Lousy weather allows little digging.

Weather has been cold and rainy over the past two weeks and I have only managed about 5 hours of digging at random locations. I just couldn't handle the 30 degree temperatures with wind for more than 30 minutes, and my detector isn't waterproof.

When I did manage to get outside, the weather was beautiful.

I love Texas sunsets.

Anyway, here is part of my junk haul:

As you can see, lots more pulltabs and foil than before. I found out from other metal detectors that the metal detector lumps gold rings into the same categories as foil and pulltabs. If I wanna get the gold, I gotta start digging more trash! What I really wasn't excited to find were the razorblades. Luckily I wear gloves when I did my holes.

I did dig this cool looking thing. I think it is part of a candle stick. It is a little corroded and crusty, almost like the zinc pennies around here tend to be:

You can see what looks like a lion head in this picture. There is also a line right down the center, which makes me think it was stamped or something:

I also dug this fencepost "topper". It is so big and heavy:

What amazes me about something like this is that it was only one inch below the surface, laying on the side. How does one drop and lose something like this?

Lastly, here is the coin and jewelry haul:

Not too shabby, I guess. No wheats or silver this time, though. And the jewelry was just kids stuff.

Hopefully the weather will allow me to get out and do some digging. It is currently raining and will continue through Saturday, but Sunday is supposed to be sunny.

I can't believe I'm still after my first silver coin! So frustrating!

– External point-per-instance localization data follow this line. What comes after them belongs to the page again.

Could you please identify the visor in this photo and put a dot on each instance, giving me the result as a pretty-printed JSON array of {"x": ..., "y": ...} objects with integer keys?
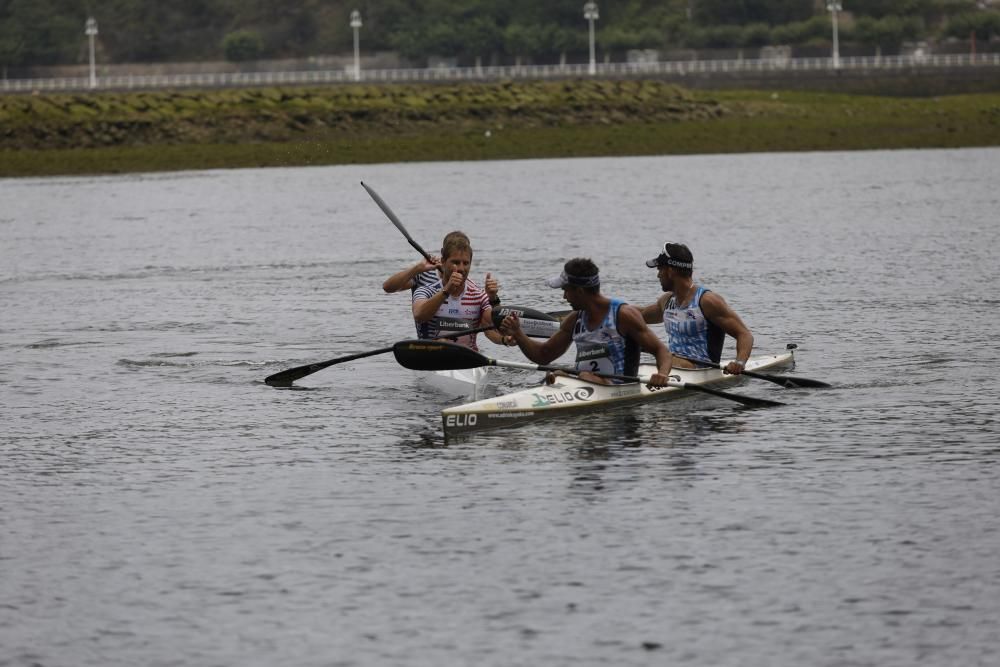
[{"x": 564, "y": 279}]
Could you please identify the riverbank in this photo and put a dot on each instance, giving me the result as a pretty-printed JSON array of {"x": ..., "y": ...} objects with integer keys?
[{"x": 266, "y": 127}]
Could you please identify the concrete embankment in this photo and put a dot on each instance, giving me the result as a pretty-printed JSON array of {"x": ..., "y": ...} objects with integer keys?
[{"x": 155, "y": 131}]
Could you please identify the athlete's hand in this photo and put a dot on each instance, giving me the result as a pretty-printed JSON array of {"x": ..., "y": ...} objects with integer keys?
[
  {"x": 492, "y": 288},
  {"x": 511, "y": 326},
  {"x": 658, "y": 380},
  {"x": 455, "y": 284},
  {"x": 428, "y": 265}
]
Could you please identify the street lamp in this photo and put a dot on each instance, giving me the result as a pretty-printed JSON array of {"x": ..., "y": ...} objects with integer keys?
[
  {"x": 356, "y": 23},
  {"x": 590, "y": 13},
  {"x": 834, "y": 6},
  {"x": 91, "y": 32}
]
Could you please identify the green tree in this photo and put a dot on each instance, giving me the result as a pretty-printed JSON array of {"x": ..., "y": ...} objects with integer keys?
[
  {"x": 242, "y": 45},
  {"x": 985, "y": 25}
]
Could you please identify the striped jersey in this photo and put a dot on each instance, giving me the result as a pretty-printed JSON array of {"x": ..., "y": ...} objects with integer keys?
[
  {"x": 456, "y": 313},
  {"x": 604, "y": 349}
]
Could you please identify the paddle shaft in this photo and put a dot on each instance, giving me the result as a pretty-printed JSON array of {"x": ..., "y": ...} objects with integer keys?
[
  {"x": 746, "y": 400},
  {"x": 431, "y": 356},
  {"x": 785, "y": 381},
  {"x": 395, "y": 221},
  {"x": 287, "y": 377}
]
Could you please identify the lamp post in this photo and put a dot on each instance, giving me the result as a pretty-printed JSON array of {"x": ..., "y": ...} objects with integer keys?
[
  {"x": 834, "y": 6},
  {"x": 91, "y": 32},
  {"x": 356, "y": 24},
  {"x": 590, "y": 13}
]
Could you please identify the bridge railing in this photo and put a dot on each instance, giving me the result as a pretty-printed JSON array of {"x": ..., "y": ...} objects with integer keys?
[{"x": 526, "y": 72}]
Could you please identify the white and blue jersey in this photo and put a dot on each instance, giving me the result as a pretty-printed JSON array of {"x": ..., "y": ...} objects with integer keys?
[
  {"x": 689, "y": 333},
  {"x": 604, "y": 349}
]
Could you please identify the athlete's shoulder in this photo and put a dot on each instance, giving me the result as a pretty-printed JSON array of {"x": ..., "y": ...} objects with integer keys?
[{"x": 426, "y": 291}]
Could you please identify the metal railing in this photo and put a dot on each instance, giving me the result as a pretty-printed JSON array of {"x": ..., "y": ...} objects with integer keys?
[{"x": 527, "y": 72}]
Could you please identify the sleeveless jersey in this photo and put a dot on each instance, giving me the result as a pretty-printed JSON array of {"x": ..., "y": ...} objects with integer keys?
[
  {"x": 455, "y": 314},
  {"x": 689, "y": 333},
  {"x": 604, "y": 349}
]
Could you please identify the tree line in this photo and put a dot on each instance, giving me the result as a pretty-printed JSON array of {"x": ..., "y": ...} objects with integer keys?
[{"x": 48, "y": 32}]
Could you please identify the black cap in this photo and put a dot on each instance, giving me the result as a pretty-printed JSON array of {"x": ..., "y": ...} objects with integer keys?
[{"x": 673, "y": 254}]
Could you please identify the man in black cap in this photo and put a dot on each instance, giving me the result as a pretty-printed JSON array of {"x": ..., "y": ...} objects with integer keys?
[
  {"x": 696, "y": 319},
  {"x": 608, "y": 333}
]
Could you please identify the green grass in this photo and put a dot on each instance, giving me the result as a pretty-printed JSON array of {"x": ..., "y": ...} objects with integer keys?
[{"x": 366, "y": 124}]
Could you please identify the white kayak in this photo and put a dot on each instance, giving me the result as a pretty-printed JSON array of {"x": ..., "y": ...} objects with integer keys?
[
  {"x": 464, "y": 382},
  {"x": 571, "y": 395}
]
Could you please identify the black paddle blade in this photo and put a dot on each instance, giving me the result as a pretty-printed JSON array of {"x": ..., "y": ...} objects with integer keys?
[
  {"x": 796, "y": 382},
  {"x": 748, "y": 401},
  {"x": 431, "y": 355},
  {"x": 534, "y": 323},
  {"x": 287, "y": 377}
]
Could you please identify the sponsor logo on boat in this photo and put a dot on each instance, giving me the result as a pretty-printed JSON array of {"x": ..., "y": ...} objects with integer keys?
[
  {"x": 509, "y": 415},
  {"x": 580, "y": 395},
  {"x": 460, "y": 421}
]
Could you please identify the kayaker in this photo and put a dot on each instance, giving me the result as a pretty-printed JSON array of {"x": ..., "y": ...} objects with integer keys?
[
  {"x": 695, "y": 318},
  {"x": 608, "y": 333},
  {"x": 447, "y": 299}
]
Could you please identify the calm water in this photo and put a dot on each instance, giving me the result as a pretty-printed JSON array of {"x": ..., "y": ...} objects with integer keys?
[{"x": 159, "y": 505}]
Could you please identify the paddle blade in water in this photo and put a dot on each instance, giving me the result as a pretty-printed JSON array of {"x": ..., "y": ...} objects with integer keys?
[{"x": 429, "y": 355}]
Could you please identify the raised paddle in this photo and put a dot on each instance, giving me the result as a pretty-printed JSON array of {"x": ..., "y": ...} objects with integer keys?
[
  {"x": 285, "y": 378},
  {"x": 425, "y": 355},
  {"x": 395, "y": 221},
  {"x": 785, "y": 381}
]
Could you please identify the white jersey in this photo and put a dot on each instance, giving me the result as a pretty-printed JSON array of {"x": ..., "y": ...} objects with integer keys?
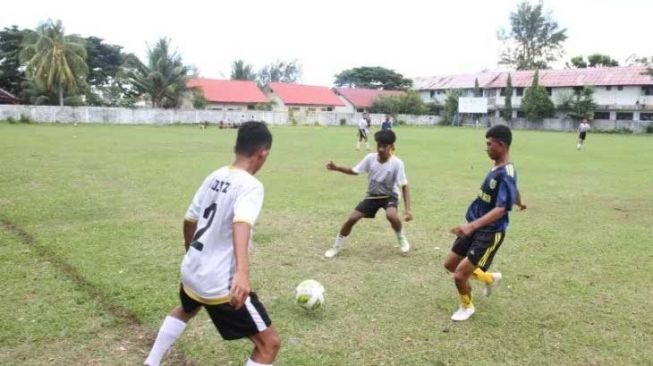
[
  {"x": 384, "y": 178},
  {"x": 226, "y": 196}
]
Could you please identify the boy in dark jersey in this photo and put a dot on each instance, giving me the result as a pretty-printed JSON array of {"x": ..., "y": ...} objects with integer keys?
[{"x": 487, "y": 219}]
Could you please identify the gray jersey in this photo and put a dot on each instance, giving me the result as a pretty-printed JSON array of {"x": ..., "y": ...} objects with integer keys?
[{"x": 384, "y": 178}]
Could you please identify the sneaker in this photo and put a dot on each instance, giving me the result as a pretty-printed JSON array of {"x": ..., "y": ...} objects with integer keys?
[
  {"x": 462, "y": 314},
  {"x": 487, "y": 291},
  {"x": 404, "y": 245},
  {"x": 332, "y": 252}
]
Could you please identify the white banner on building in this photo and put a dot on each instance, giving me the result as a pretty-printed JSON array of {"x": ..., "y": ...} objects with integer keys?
[{"x": 472, "y": 105}]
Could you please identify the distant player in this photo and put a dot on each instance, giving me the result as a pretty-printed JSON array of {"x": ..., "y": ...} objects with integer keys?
[
  {"x": 487, "y": 219},
  {"x": 582, "y": 133},
  {"x": 363, "y": 131},
  {"x": 385, "y": 175},
  {"x": 215, "y": 269}
]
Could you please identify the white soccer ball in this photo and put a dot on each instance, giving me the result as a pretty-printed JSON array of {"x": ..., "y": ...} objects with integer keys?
[{"x": 310, "y": 294}]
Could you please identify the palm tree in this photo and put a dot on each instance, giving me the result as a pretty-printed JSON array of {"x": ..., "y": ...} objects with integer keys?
[
  {"x": 242, "y": 71},
  {"x": 163, "y": 78},
  {"x": 55, "y": 62}
]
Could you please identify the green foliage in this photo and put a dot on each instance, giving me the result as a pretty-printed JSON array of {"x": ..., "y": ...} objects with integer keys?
[
  {"x": 507, "y": 103},
  {"x": 407, "y": 103},
  {"x": 450, "y": 106},
  {"x": 242, "y": 71},
  {"x": 535, "y": 38},
  {"x": 372, "y": 77},
  {"x": 536, "y": 103},
  {"x": 582, "y": 104},
  {"x": 163, "y": 79},
  {"x": 279, "y": 71},
  {"x": 55, "y": 62}
]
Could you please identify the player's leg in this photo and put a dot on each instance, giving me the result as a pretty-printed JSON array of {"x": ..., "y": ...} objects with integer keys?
[
  {"x": 345, "y": 230},
  {"x": 266, "y": 347},
  {"x": 392, "y": 214},
  {"x": 172, "y": 328}
]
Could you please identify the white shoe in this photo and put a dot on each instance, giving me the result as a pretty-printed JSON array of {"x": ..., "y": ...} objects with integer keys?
[
  {"x": 462, "y": 314},
  {"x": 487, "y": 291},
  {"x": 332, "y": 252},
  {"x": 404, "y": 245}
]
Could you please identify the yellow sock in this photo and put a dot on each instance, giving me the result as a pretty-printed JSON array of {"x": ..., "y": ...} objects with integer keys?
[
  {"x": 466, "y": 301},
  {"x": 483, "y": 276}
]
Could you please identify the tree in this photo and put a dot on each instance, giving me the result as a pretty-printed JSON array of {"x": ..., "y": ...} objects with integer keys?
[
  {"x": 372, "y": 77},
  {"x": 536, "y": 103},
  {"x": 279, "y": 71},
  {"x": 450, "y": 106},
  {"x": 55, "y": 62},
  {"x": 507, "y": 105},
  {"x": 163, "y": 79},
  {"x": 242, "y": 71},
  {"x": 11, "y": 73},
  {"x": 582, "y": 104},
  {"x": 535, "y": 38}
]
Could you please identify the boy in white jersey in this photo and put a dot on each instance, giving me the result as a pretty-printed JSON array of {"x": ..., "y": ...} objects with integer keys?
[
  {"x": 363, "y": 130},
  {"x": 385, "y": 174},
  {"x": 215, "y": 270}
]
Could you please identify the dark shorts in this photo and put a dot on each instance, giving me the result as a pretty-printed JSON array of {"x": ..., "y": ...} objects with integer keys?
[
  {"x": 480, "y": 247},
  {"x": 369, "y": 206},
  {"x": 247, "y": 321}
]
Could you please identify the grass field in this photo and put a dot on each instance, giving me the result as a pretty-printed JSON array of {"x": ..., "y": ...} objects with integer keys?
[{"x": 91, "y": 243}]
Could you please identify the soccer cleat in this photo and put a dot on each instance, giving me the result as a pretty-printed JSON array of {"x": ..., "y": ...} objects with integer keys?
[
  {"x": 463, "y": 313},
  {"x": 404, "y": 245},
  {"x": 487, "y": 291},
  {"x": 332, "y": 252}
]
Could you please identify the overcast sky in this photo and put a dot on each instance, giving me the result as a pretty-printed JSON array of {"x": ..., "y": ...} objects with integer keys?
[{"x": 413, "y": 37}]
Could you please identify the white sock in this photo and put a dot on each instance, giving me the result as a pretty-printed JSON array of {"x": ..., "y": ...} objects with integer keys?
[
  {"x": 170, "y": 330},
  {"x": 254, "y": 363},
  {"x": 340, "y": 241}
]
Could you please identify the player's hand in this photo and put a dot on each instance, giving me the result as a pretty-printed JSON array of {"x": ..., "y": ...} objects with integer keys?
[
  {"x": 239, "y": 290},
  {"x": 408, "y": 215}
]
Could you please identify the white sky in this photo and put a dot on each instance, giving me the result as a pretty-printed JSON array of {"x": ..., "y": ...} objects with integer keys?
[{"x": 413, "y": 37}]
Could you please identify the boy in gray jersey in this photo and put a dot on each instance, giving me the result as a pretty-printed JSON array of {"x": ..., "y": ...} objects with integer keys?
[{"x": 385, "y": 175}]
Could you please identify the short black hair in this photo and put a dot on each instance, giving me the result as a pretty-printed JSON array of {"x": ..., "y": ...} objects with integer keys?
[
  {"x": 501, "y": 133},
  {"x": 252, "y": 136},
  {"x": 385, "y": 137}
]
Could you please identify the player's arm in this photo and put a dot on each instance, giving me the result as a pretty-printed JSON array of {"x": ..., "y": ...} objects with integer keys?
[
  {"x": 331, "y": 166},
  {"x": 189, "y": 230},
  {"x": 408, "y": 214},
  {"x": 240, "y": 284}
]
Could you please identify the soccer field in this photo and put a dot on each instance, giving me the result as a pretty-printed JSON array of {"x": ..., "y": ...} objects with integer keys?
[{"x": 91, "y": 244}]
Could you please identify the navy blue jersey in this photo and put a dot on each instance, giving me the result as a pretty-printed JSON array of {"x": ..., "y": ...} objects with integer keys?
[{"x": 499, "y": 189}]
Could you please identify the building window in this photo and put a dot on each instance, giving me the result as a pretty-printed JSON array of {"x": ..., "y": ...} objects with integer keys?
[
  {"x": 646, "y": 116},
  {"x": 624, "y": 116},
  {"x": 602, "y": 115}
]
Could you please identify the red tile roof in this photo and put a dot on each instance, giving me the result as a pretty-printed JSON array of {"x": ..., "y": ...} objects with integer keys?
[
  {"x": 7, "y": 98},
  {"x": 229, "y": 91},
  {"x": 550, "y": 78},
  {"x": 364, "y": 98},
  {"x": 305, "y": 94}
]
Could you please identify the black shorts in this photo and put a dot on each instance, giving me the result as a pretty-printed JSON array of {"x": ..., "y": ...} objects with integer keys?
[
  {"x": 247, "y": 321},
  {"x": 369, "y": 206},
  {"x": 480, "y": 247}
]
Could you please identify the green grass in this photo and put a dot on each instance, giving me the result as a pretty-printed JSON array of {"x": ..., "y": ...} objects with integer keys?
[{"x": 108, "y": 202}]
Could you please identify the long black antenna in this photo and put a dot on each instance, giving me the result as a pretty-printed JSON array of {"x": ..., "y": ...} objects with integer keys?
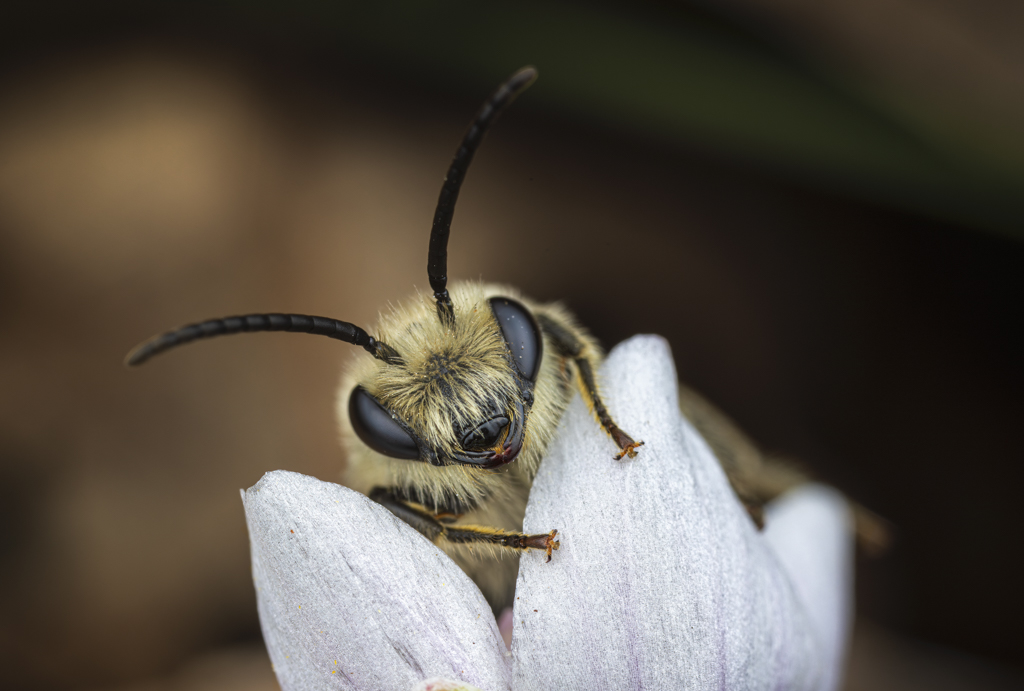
[
  {"x": 437, "y": 256},
  {"x": 321, "y": 326}
]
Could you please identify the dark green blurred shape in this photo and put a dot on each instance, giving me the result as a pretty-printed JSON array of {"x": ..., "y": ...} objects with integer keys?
[{"x": 676, "y": 76}]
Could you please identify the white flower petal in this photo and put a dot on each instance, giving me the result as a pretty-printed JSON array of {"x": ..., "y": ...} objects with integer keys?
[
  {"x": 350, "y": 597},
  {"x": 662, "y": 579},
  {"x": 810, "y": 529}
]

In an upcoming post, I'll show you the new gram scale I received in the mail. You can see how much my silver finds weigh!

Don't stop digging!


  1. I like that old candlestick-whatsit. I have a jar full of stuff like that.

    I am always surprised that people find way more clad than I do. If I find a quarter on any of my hunts, I am doing good.

    1. The F2 is a clad machine. With the pinpoint feature anything 1-4 inches below the surface is easy money.

      I also tend to "coinpop" these shallow coins with a flathead screwdriver, which has sped up item recovery time significantly. Anything below 5 inches I have to plug and dig.